Andrew Martin


The Last Train to Scarborough

The sixth book in the Jim Stringer series, 2009

For all the people in the Quiet Carriage


Acknowledgements

I would like to thank, in no particular order: Roy Lambeth of the Durham Mining Museum; the World Ship Society and especially Mr Roy Fenton; Drene Brennan of the Postcard Club of Great Britain; Dr E. M. Bridges of the Museum of Gas and Local History at Fakenham, Norfolk; Tony Harden of the Railway Postcard Collectors' Circle; Andrew Choong, Curator of Historic Photographs and Ships Plans at the National Maritime Museum; Mr N. E. C. Molyneux of the National Rifle Association; Adrian Scales of the Scarborough Railway Society; Sue Pravezer, QC; Clive Groome of Footplate Days and Ways; Rod Lytton, Chief Mechanical Engineer at the National Railway Museum and' Karen Baker, librarian at the Museum.

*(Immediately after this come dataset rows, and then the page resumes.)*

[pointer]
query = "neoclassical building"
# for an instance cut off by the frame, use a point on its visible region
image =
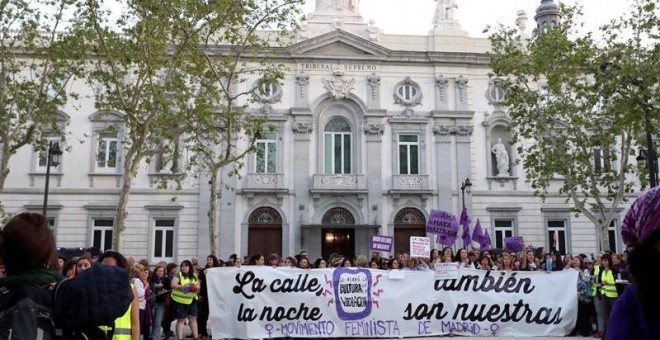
(372, 132)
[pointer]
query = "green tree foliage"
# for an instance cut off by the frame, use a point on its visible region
(577, 106)
(37, 62)
(169, 69)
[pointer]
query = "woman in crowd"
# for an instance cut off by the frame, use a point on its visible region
(290, 262)
(583, 325)
(140, 275)
(528, 262)
(83, 263)
(394, 264)
(507, 262)
(304, 263)
(160, 286)
(320, 263)
(130, 321)
(463, 259)
(27, 253)
(636, 314)
(257, 260)
(203, 297)
(184, 296)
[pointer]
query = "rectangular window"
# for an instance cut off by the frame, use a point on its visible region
(337, 153)
(267, 154)
(102, 233)
(164, 239)
(613, 237)
(557, 236)
(107, 154)
(408, 154)
(42, 155)
(503, 229)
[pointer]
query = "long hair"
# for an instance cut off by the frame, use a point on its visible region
(644, 262)
(26, 243)
(191, 271)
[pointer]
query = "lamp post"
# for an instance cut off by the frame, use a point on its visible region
(52, 159)
(649, 155)
(466, 186)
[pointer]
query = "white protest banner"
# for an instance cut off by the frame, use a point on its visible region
(266, 302)
(420, 246)
(446, 271)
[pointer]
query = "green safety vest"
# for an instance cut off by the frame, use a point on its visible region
(181, 296)
(123, 326)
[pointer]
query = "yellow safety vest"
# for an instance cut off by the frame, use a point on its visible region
(181, 296)
(609, 290)
(123, 325)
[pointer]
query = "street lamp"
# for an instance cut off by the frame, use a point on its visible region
(466, 186)
(53, 159)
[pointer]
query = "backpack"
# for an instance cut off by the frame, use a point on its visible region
(25, 313)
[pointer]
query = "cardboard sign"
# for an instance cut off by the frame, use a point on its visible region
(420, 246)
(445, 225)
(382, 243)
(446, 271)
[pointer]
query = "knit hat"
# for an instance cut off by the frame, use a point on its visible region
(642, 218)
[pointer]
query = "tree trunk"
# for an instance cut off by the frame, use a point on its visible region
(130, 170)
(213, 211)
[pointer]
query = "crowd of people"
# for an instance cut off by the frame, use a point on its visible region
(172, 292)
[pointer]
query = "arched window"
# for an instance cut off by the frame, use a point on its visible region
(337, 146)
(337, 216)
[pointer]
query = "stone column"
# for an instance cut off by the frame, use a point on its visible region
(302, 90)
(302, 134)
(373, 100)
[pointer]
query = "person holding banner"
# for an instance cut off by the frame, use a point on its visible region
(636, 314)
(184, 296)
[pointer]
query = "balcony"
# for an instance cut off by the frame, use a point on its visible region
(339, 184)
(410, 184)
(265, 183)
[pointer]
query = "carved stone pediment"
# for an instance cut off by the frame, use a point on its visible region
(339, 87)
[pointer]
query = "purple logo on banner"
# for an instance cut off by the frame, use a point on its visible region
(381, 243)
(445, 224)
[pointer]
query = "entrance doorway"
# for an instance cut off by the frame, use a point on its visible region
(338, 241)
(265, 232)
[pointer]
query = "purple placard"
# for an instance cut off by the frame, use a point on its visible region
(444, 224)
(382, 243)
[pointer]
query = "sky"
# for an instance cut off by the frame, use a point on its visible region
(415, 16)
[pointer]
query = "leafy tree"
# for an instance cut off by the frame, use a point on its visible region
(225, 130)
(169, 69)
(577, 106)
(37, 62)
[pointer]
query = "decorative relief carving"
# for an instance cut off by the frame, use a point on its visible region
(302, 127)
(442, 82)
(302, 80)
(265, 179)
(413, 181)
(457, 130)
(339, 87)
(373, 81)
(461, 92)
(339, 180)
(374, 129)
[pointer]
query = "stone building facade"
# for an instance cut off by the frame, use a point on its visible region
(372, 132)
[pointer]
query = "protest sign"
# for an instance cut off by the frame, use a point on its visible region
(420, 247)
(446, 270)
(252, 302)
(445, 225)
(382, 243)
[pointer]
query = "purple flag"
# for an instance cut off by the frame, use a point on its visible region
(478, 233)
(465, 222)
(486, 245)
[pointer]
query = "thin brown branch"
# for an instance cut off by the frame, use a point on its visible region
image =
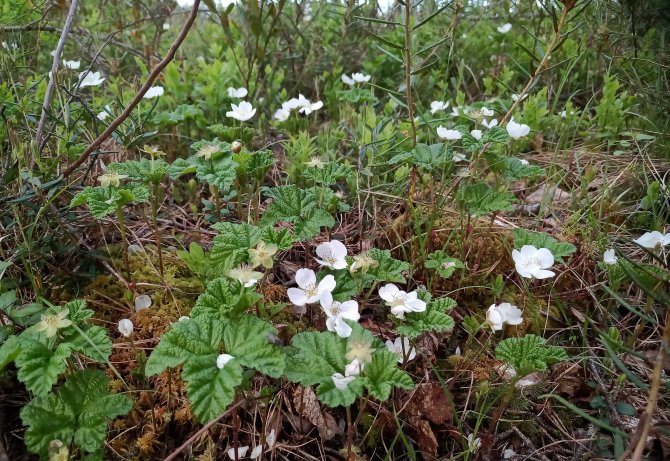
(54, 68)
(202, 430)
(140, 94)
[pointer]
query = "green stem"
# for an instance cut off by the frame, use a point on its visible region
(124, 240)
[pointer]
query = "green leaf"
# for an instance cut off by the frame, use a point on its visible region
(39, 367)
(78, 311)
(283, 238)
(327, 175)
(93, 342)
(210, 389)
(434, 318)
(382, 374)
(224, 298)
(247, 339)
(429, 157)
(9, 350)
(196, 337)
(496, 134)
(443, 264)
(297, 206)
(219, 172)
(560, 250)
(513, 169)
(78, 412)
(529, 354)
(388, 269)
(103, 201)
(141, 170)
(232, 244)
(479, 199)
(197, 342)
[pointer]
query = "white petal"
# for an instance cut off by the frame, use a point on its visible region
(342, 329)
(305, 277)
(545, 257)
(241, 452)
(388, 292)
(415, 305)
(543, 274)
(327, 284)
(297, 296)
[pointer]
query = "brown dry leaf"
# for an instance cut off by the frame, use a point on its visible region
(551, 194)
(424, 435)
(307, 405)
(433, 403)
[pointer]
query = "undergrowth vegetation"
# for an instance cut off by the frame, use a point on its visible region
(334, 230)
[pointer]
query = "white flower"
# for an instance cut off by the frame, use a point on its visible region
(142, 302)
(316, 162)
(332, 254)
(271, 438)
(342, 382)
(474, 443)
(282, 115)
(348, 80)
(509, 453)
(311, 107)
(504, 28)
(459, 157)
(532, 262)
(309, 291)
(444, 133)
(653, 239)
(497, 315)
(153, 92)
(401, 347)
(487, 112)
(401, 302)
(517, 130)
(105, 113)
(74, 65)
(354, 368)
(125, 327)
(243, 112)
(241, 451)
(237, 92)
(222, 360)
(437, 106)
(337, 312)
(609, 257)
(294, 103)
(360, 78)
(87, 78)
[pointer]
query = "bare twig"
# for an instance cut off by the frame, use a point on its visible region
(54, 68)
(653, 391)
(140, 94)
(203, 429)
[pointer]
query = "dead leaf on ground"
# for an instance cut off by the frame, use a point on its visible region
(432, 402)
(307, 405)
(552, 194)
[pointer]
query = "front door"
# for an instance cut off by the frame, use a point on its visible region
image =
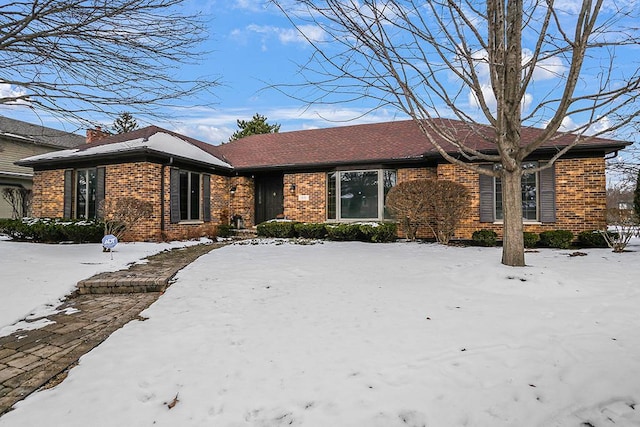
(269, 197)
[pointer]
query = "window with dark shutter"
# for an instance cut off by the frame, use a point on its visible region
(174, 189)
(206, 198)
(100, 190)
(487, 198)
(547, 193)
(68, 194)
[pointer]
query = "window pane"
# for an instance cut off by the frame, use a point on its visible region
(498, 193)
(184, 195)
(529, 194)
(91, 193)
(390, 179)
(195, 196)
(81, 194)
(359, 195)
(331, 196)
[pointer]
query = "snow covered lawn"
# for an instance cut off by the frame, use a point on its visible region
(34, 277)
(353, 334)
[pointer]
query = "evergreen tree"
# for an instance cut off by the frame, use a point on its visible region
(257, 125)
(125, 123)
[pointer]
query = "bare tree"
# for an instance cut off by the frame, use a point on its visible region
(479, 63)
(74, 58)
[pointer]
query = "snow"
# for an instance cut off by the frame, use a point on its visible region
(159, 142)
(36, 276)
(355, 334)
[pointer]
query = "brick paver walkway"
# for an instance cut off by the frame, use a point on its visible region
(31, 359)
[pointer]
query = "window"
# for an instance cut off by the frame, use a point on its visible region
(86, 193)
(529, 195)
(359, 195)
(189, 196)
(538, 196)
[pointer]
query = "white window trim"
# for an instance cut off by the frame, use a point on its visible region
(524, 220)
(380, 216)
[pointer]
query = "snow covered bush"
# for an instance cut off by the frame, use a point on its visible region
(560, 239)
(48, 230)
(530, 239)
(121, 214)
(438, 205)
(484, 238)
(277, 228)
(310, 230)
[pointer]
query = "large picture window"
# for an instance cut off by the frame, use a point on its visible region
(359, 195)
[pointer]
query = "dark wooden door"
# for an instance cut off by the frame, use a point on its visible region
(269, 197)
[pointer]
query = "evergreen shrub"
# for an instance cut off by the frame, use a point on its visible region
(310, 230)
(277, 229)
(530, 239)
(485, 238)
(47, 230)
(594, 239)
(560, 239)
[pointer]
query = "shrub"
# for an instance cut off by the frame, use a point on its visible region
(594, 239)
(560, 239)
(49, 230)
(122, 214)
(277, 229)
(378, 232)
(343, 232)
(310, 230)
(437, 204)
(485, 238)
(530, 239)
(223, 230)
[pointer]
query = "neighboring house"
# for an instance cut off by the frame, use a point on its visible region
(323, 175)
(18, 140)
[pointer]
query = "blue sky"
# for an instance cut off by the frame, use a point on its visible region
(252, 46)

All departures from historical fact are my responsibility.

PART ONE

Chapter One

As I awoke the thought came to me:' Where has Scarborough got to?' and it caused me a good deal of pain. I knew I was near coal – too near. I was on it. Or was it a great black beach, for I heard waves too? There was darkness above as well as below, but not quite complete darkness above, for I could make out thin strips of light. Each thought caused me a blinding pain behind the eyes and I did not want any more to come.

I inched a little way to the left, and the coal smell was stronger. It disagreed with me powerfully, and I saw in my mind things to do with coal and burning as the nausea came on: a locomotive moving coal wagons in an empty station that ought to have been packed with holiday-makers; a man making coal-gas tar at the works on the Marine Parade at Scarborough, and evidently doing it for his own amusement, for he was the only man in the town. A storm approached across the black sea behind him.